Remember the 35 candidates in the last Minneapolis mayoral race and how long it took to declare a winner?
City officials are working to make sure that never happens again.
Four months after the election, the city clerk's office is recommending that the filing fee be increased from $20 and that new tabulation methods be implemented to speed vote counting. The current rules and glut of candidates meant it took two 12-hour days to tabulate the results of the mayor's race, the city's first major test of ranked-choice voting.
So many candidates — including one named Captain Jack Sparrow — received a minimal number of votes in the ranked-choice contest that the clerk's office estimates that 91 percent could have been eliminated in the first round of tabulation if the rules had been different. That would have meant producing a final result in the afternoon following Election Day.

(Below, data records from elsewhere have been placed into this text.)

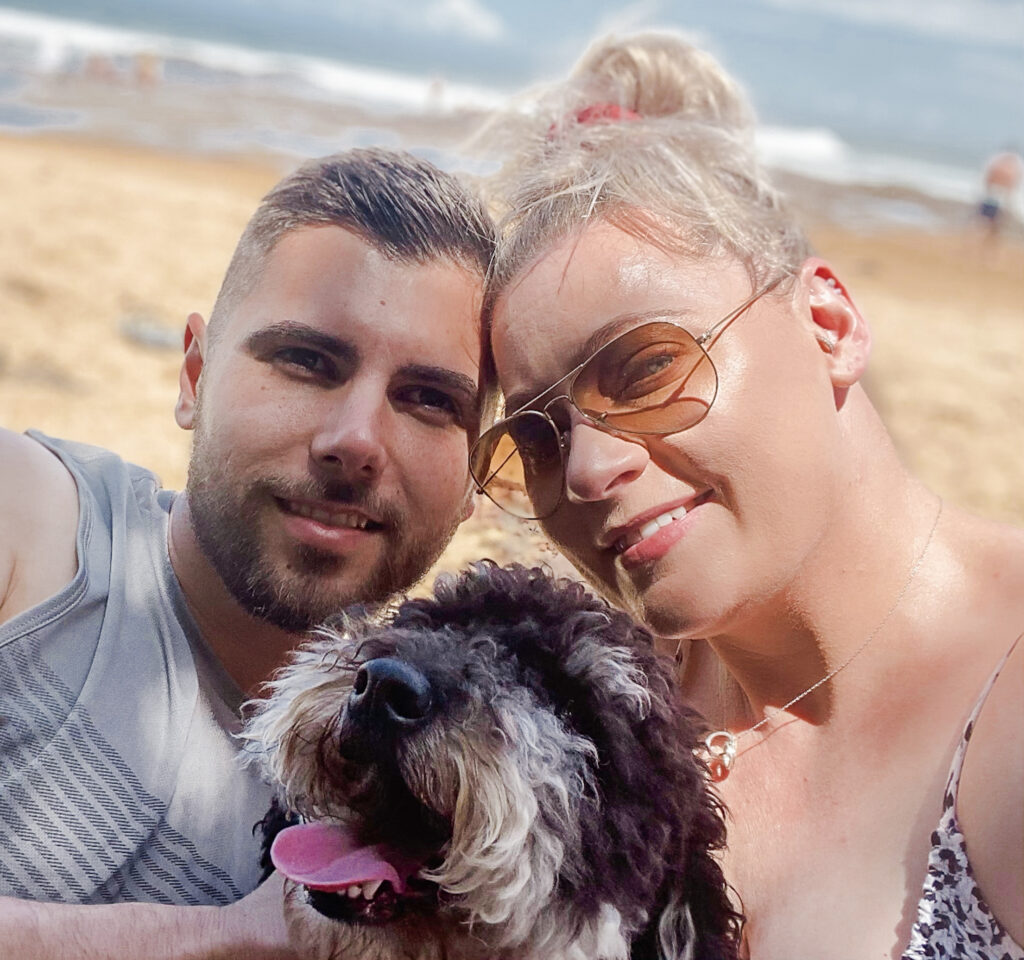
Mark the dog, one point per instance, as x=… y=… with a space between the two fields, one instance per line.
x=504 y=771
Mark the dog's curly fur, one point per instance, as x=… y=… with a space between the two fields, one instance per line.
x=550 y=789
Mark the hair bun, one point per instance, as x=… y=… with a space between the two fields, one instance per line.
x=663 y=75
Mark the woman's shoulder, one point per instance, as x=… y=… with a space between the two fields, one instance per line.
x=990 y=801
x=990 y=556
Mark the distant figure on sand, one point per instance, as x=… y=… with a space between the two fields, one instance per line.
x=1001 y=178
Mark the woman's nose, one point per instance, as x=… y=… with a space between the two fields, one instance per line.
x=598 y=463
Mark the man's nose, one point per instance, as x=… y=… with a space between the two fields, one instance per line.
x=352 y=433
x=598 y=463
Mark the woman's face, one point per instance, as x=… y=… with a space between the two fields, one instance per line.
x=742 y=497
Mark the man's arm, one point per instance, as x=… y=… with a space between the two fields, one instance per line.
x=38 y=524
x=251 y=929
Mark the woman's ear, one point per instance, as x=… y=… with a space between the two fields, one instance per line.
x=841 y=332
x=192 y=367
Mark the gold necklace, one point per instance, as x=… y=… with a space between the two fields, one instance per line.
x=720 y=746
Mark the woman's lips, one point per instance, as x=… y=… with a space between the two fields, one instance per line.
x=650 y=539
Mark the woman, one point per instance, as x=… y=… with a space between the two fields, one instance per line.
x=690 y=427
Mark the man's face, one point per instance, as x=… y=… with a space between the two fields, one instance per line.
x=332 y=423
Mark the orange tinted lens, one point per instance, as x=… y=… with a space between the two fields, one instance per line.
x=518 y=464
x=653 y=379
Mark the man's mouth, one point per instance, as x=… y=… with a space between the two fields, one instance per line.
x=331 y=516
x=650 y=527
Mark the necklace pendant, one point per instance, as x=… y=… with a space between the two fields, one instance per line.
x=720 y=747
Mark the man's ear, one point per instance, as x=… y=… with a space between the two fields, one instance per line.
x=192 y=367
x=841 y=332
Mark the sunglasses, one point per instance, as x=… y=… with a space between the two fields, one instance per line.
x=653 y=380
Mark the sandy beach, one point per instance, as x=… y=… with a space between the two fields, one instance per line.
x=105 y=249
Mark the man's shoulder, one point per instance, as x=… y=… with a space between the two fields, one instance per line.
x=38 y=523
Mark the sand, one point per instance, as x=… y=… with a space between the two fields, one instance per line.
x=99 y=238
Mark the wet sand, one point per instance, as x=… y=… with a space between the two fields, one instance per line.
x=104 y=250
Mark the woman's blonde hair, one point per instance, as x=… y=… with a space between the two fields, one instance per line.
x=648 y=133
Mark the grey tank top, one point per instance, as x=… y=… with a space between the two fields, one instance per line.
x=120 y=777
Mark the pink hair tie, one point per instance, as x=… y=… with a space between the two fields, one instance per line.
x=598 y=112
x=595 y=113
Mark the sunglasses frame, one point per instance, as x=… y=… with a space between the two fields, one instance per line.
x=708 y=337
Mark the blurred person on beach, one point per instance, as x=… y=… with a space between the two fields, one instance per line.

"I think it went very smoothly last year," said Jeanne Massey, executive director of FairVote, which advocates for ranked-choice voting. "But it certainly took people by surprise that there were that many candidates on the ballot. And it took longer than it needed to. With these improvements, both of those things will be better in 2017."
Efforts to increase the filing fee were put in motion less than 24 hours after the election, when the city's charter commission voted to raise it from $20 to $500 to run for mayor. That proposal died because the council failed to act in time, but Council Member Cam Gordon said Monday that he is working on another proposal — with a lower fee — that he hopes will garner unanimous support from his colleagues.
In a report Monday, which will be presented to a council committee on Tuesday, City Clerk Casey Carl's office did not recommend an amount for the new filing fee but made it clear it doesn't want to see dozens of candidates again.
"The public reasonably expects candidates to display a certain level of public support in order to appear on the ballot," the report said. "Requiring a candidate to pay a filing fee higher than the current fee of $20 (or allowing ballot access if they reach a certain number of signatures on a candidacy petition) achieves this goal."